Corp Fin’s New Exchange Act Compliance and Disclosure Interpretations

Last night, Corp Fin posted a series of new Compliance and Disclosure Interpretations replacing three sections of the Manual of Publicly Available Telephone Interpretations. The new Compliance and Disclosure Interpretations cover:

Exchange Act Sections

Exchange Act Rules

Exchange Act Forms

These Compliance and Disclosure Interpretations include many of the old Telephone Interpretations, as well as a number of new notable interpretations that answer some fundamental, recurring questions.

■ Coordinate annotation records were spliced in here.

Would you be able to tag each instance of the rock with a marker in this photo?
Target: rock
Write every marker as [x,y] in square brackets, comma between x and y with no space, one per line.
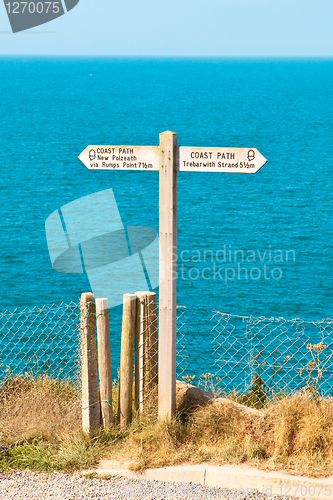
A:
[189,397]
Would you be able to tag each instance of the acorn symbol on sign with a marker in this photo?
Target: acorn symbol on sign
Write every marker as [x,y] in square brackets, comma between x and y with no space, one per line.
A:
[92,155]
[251,155]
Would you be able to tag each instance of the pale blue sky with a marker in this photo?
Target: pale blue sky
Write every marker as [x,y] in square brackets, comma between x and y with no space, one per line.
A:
[180,28]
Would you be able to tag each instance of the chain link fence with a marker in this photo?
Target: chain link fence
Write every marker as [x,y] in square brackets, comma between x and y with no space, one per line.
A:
[252,359]
[40,366]
[246,358]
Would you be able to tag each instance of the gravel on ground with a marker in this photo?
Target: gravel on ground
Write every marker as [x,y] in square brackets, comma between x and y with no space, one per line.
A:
[58,486]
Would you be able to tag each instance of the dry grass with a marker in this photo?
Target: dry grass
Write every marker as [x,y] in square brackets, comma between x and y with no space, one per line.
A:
[42,432]
[38,407]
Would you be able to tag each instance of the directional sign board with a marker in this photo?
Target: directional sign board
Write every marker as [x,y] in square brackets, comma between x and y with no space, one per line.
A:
[200,159]
[171,159]
[121,157]
[235,160]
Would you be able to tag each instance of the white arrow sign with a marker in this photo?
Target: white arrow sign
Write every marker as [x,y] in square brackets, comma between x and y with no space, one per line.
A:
[168,159]
[232,160]
[242,160]
[121,157]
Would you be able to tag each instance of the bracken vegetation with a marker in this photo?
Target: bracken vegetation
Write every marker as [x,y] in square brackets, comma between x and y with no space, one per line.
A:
[42,431]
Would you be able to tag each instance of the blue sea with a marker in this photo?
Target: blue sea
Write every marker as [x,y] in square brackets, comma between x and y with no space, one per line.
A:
[248,245]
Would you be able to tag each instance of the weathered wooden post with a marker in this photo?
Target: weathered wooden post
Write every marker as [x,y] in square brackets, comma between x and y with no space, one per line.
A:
[169,159]
[126,359]
[168,275]
[90,396]
[104,361]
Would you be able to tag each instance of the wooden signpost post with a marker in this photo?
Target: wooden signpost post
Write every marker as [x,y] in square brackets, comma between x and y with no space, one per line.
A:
[169,159]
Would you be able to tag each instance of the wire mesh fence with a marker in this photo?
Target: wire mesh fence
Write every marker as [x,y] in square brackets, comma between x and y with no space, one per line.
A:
[247,358]
[254,358]
[39,361]
[146,358]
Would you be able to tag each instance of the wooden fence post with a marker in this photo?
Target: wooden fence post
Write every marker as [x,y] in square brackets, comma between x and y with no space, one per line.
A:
[168,271]
[104,360]
[126,359]
[90,396]
[146,347]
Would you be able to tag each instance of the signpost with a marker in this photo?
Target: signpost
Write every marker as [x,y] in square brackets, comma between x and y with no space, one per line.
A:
[168,159]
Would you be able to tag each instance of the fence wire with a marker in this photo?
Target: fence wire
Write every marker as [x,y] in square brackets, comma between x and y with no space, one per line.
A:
[254,358]
[39,361]
[247,358]
[147,356]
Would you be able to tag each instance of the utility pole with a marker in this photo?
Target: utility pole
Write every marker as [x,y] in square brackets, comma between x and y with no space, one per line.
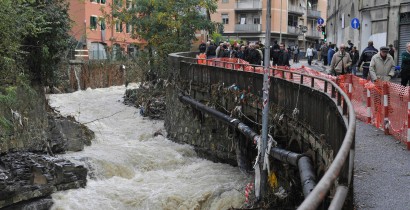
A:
[280,30]
[265,112]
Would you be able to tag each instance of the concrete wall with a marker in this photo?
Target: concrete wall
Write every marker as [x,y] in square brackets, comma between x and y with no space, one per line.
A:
[214,140]
[379,21]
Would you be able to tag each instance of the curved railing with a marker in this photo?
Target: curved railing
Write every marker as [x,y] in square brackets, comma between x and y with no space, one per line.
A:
[341,168]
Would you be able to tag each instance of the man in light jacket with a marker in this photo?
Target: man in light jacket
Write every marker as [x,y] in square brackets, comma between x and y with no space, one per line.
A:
[341,61]
[382,65]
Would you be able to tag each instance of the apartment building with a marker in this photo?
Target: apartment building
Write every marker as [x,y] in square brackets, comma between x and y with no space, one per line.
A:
[382,21]
[246,20]
[101,36]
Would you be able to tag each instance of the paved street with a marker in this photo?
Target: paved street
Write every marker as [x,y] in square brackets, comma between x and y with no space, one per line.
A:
[318,65]
[382,165]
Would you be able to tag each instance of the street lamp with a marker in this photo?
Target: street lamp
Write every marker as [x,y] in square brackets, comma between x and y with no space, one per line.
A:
[265,111]
[280,26]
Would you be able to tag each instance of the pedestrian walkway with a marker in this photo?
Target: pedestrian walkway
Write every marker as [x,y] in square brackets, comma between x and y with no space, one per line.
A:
[382,164]
[381,170]
[318,66]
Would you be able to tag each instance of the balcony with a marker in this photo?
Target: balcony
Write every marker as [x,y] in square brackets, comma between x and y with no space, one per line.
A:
[293,30]
[247,28]
[248,5]
[295,9]
[313,13]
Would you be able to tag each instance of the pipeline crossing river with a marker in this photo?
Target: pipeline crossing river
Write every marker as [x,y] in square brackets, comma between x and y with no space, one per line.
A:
[129,168]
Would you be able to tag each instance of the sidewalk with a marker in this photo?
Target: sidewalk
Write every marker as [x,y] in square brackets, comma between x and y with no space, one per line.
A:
[318,66]
[382,164]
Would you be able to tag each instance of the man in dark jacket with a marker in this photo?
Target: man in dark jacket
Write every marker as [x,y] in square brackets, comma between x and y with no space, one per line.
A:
[366,57]
[283,57]
[253,57]
[274,53]
[354,54]
[324,50]
[211,51]
[202,47]
[405,66]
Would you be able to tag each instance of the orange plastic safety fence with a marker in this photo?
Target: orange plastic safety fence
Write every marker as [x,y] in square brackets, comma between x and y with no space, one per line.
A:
[394,118]
[368,98]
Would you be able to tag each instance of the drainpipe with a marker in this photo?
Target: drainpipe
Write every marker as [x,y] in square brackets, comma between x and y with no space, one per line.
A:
[304,164]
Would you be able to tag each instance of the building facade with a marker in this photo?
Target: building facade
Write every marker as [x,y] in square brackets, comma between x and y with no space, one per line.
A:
[102,36]
[246,20]
[382,21]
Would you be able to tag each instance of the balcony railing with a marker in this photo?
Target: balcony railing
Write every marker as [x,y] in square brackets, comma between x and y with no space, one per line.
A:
[293,30]
[295,9]
[248,4]
[248,28]
[313,13]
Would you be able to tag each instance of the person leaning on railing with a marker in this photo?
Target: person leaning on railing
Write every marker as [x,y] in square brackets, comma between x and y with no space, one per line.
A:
[382,65]
[405,66]
[341,62]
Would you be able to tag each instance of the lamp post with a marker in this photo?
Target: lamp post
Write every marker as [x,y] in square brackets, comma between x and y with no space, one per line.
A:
[280,30]
[265,111]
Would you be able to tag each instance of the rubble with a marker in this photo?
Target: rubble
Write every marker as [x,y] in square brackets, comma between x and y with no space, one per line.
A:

For example, Question 130.02 of the Exchange Act Sections Compliance and Disclosure Interpretations notes that a delinquent filer must file all delinquent reports in order to be considered current in its Exchange Act reporting. Delinquent filers often ask the Staff if they can become current by filing the latest Form 10-K or some sort of consolidated “catch-up” filing, and now this interpretation makes clear that all missed reports must be filed. Further, Questions 116.04 through 116.06 of the Exchange Act Sections Compliance and Disclosure Interpretations address the issues around the automatic effectiveness of a Form 10, including the ability to withdraw the Form 10 in limited circumstances prior to effectiveness and the necessity of filing Exchange Act reports once the Form 10 is automatically effective, even if the Staff’s review of the Form 10 is ongoing.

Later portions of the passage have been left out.